To be a really useful car diagnostic tool, a scanner should be able to interface with the car’s computer and display live data. Some scan tools are only designed to show a long list of all the available data values, while others allow you to pull specific parameter IDs (PIDs) and create custom lists. This can be tremendously useful during the diagnostic process because it allows you to watch for problems during a test drive.

You can find decent scanners that perform these functions for under a hundred dollars, although the cheapest option may be an ELM 327 scanner. These scanners plug into your OBD2 port and use an ELM 327 microcontroller to interface your car's computer with a phone, tablet, or laptop. You can use a USB cable or Bluetooth setup to establish the connection. With a laptop or mobile device, you can buy premium ELM 327 software and still end up spending a lot less than you would on a traditional scanner.

The Best Car Diagnostic Tools Include Diagnostic Procedures

The one thing that all affordable code readers and scan tools lack is the knowledge base that the best car diagnostic tools often come with. In addition to pulling codes and displaying data in a highly efficient manner, professional scanners provide technicians with diagnostic procedures to follow. In some cases, they may include instructions to test the working condition of specific parts. Many shops also have access to programs like Mitchell and Alldata, which provide invaluable diagnostic flow charts and testing procedures.

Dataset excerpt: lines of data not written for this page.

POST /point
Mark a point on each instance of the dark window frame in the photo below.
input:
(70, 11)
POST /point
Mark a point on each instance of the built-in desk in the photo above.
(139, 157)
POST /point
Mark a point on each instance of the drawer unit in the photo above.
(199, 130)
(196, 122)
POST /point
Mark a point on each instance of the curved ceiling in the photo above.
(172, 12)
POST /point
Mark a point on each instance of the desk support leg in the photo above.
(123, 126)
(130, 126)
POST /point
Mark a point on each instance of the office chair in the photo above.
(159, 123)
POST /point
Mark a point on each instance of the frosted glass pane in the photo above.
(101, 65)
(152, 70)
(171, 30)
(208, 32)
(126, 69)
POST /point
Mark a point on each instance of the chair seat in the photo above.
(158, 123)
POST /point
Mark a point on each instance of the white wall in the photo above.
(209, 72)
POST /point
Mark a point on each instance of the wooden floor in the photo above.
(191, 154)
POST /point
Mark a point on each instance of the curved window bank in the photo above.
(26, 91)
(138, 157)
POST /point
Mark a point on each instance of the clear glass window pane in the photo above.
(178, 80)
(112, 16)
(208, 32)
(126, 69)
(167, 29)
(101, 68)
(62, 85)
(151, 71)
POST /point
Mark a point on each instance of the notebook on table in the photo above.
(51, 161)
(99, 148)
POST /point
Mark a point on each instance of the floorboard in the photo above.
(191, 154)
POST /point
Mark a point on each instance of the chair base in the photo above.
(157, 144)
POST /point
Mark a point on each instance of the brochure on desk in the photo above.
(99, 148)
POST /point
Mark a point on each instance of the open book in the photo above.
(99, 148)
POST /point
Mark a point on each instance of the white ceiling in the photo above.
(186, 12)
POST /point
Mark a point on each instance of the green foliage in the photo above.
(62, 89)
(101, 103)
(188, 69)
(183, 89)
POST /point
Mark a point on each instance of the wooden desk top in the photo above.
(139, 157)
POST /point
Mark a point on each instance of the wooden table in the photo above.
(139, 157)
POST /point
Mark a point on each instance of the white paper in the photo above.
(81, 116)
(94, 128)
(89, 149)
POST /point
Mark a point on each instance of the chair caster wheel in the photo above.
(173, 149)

Professional diagnostic technicians also have a wealth of personal experience to draw on. No affordable car diagnostic tool can match that level of expertise, nor can it compete with the data-intensive instructions of a tool like a MODIS or software like Alldata.

Finally, you can find a variety of free and paid services online to use in conjunction with an affordable scan tool. The key thing to remember is that if you’re experiencing a problem with your car, somebody else has probably experienced it before and has probably posted about it somewhere on the internet.